La tradicional marca jujeña de dulces Otito cambió de manos. La firma salteña Salvita anunció la adquisición total de la histórica empresa fundada por la familia Galli, en una operación que impacta de lleno en la industria alimentaria del NOA.

El acuerdo, confirmado oficialmente por ambas partes, implica el traspaso de una marca con más de 70 años de trayectoria, que nació en Yala y se consolidó como símbolo del sabor artesanal jujeño en todo el país.

Una compra con promesas de continuidad

Desde la compañía compradora aseguraron que la operación incluye la continuidad de puestos laborales, un punto clave en un contexto económico complejo.

Además, anticiparon un plan de modernización de las plantas productivas en Jujuy, ampliación del portafolio y fortalecimiento de la presencia en góndolas a nivel nacional.

“La sinergia entre tradición y capacidad industrial permitirá potenciar la marca”, señalaron desde la empresa salteña, que pertenece a la familia Muñoz y opera bajo la razón social Hijos de Salvador Muñoz SA.

Otito: una historia que nació en Yala

La historia de Otito se remonta a 1946, cuando Alberto Galli comenzó con el cultivo de frutas en Yala. Ocho años más tarde, en 1954, fundó formalmente la empresa y le dio el nombre en homenaje a un integrante de la familia.
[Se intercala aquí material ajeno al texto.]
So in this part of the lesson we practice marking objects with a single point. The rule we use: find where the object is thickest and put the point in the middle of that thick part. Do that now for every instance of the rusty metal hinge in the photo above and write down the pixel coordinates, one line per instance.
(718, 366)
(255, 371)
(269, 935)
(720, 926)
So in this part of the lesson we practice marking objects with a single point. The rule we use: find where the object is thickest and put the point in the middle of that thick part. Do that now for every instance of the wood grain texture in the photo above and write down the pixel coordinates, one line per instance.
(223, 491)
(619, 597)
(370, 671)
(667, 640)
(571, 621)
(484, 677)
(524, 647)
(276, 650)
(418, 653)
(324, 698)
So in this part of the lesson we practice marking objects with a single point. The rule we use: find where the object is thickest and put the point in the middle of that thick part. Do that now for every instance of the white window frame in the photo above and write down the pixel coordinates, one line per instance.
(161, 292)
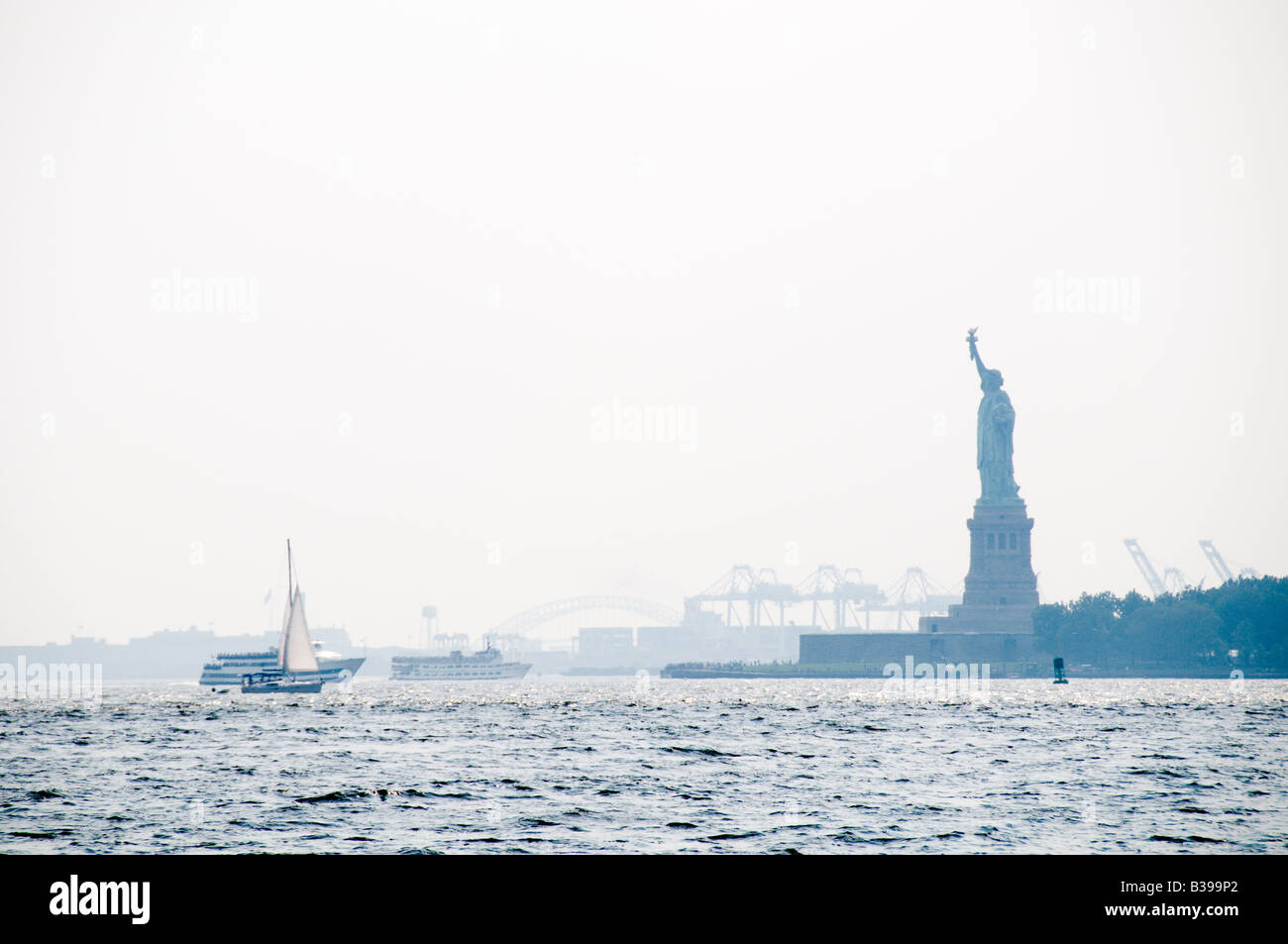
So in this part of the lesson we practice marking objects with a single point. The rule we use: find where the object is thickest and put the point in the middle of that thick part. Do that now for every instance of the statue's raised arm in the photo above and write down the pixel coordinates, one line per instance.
(974, 353)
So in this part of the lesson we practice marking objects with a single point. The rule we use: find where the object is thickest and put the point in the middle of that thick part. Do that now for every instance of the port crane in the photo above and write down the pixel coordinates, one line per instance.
(1219, 565)
(1172, 579)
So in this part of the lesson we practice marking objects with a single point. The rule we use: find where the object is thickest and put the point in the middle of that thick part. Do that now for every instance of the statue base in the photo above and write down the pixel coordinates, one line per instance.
(1001, 587)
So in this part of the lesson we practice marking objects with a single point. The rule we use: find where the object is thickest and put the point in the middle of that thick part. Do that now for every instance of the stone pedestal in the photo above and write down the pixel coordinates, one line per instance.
(1001, 587)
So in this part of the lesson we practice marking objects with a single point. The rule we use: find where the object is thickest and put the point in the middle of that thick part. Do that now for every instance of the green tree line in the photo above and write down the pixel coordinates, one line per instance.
(1239, 623)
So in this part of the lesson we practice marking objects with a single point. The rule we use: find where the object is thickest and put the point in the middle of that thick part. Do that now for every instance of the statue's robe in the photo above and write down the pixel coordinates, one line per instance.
(995, 446)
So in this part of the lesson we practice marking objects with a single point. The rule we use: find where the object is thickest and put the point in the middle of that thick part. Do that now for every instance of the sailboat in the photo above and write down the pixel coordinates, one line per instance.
(296, 662)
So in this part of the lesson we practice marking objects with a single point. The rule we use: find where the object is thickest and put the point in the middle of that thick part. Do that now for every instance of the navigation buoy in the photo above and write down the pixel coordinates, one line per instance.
(1059, 673)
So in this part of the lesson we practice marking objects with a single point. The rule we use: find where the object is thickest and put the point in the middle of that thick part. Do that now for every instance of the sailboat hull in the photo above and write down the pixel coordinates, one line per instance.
(279, 682)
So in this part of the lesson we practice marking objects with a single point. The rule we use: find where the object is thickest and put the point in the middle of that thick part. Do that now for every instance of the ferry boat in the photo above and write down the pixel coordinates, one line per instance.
(482, 665)
(228, 669)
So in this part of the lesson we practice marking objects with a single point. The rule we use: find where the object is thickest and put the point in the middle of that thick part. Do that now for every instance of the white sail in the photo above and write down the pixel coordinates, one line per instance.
(296, 651)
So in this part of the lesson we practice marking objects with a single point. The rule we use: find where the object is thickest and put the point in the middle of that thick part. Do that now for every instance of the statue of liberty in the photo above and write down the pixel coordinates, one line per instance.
(995, 434)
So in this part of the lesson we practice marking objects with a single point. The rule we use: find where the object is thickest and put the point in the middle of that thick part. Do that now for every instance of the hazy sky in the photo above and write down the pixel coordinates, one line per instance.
(468, 241)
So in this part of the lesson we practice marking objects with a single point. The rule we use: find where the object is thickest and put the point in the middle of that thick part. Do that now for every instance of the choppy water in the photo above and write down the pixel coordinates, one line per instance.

El crecimiento fue sostenido. En 1963, la firma amplió su capacidad productiva en San Salvador de Jujuy, y en 1971 sumó la producción de conservas de tomate en San Pedro de Jujuy, aprovechando la disponibilidad de materia prima.

Con el paso de las décadas, la empresa atravesó crisis y reestructuraciones, incluyendo la venta parcial en 1988 y su recuperación diez años después por parte de la familia.

El cierre de una etapa familiar y el inicio de una nueva gestión

Hasta 2025, la conducción de la empresa permaneció en manos de la familia Galli, con la participación de distintas generaciones que sostuvieron el espíritu original del emprendimiento.

En ese recorrido, Santiago Galli -bisnieto del fundador- destacó el ADN productivo de la firma, basado en el aprovechamiento de frutas que no ingresaban al circuito comercial y su transformación en dulces, jaleas y almíbares, una lógica que permitió generar valor agregado y consolidar una identidad propia.

Al mismo tiempo, dejó entrever el impacto del contexto económico actual, que obligó a la empresa a readecuarse para sostener su actividad en un escenario cada vez más exigente.

Un mercado en expansión… y en disputa

Antes de la venta, Otito ya tenía presencia en provincias como Chaco, Misiones, Formosa, Salta, Tucumán y Buenos Aires, adaptando su oferta a las preferencias regionales. En Buenos Aires tenía demanda gourmet y en el noroeste con pedidos de conservas y dulces tradicionales.

La adquisición por parte de Salvita abre ahora una nueva etapa, con la posibilidad de escalar la producción y explorar mercados estratégicos, incluso fuera del país.

Identidad jujeña, gestión salteña

El traspaso deja una pregunta latente en el entramado productivo local: ¿qué sucede cuando una marca identitaria cambia de manos?

Si bien la empresa aseguró que se mantendrá la producción en Jujuy, el control estratégico pasa a Salta, en una movida que refleja la concentración y regionalización del sector alimenticio.

En ese cruce entre tradición y negocio, Otito inicia una nueva etapa: la de seguir siendo un símbolo jujeño, pero bajo conducción salteña, en un mercado cada vez más exigente.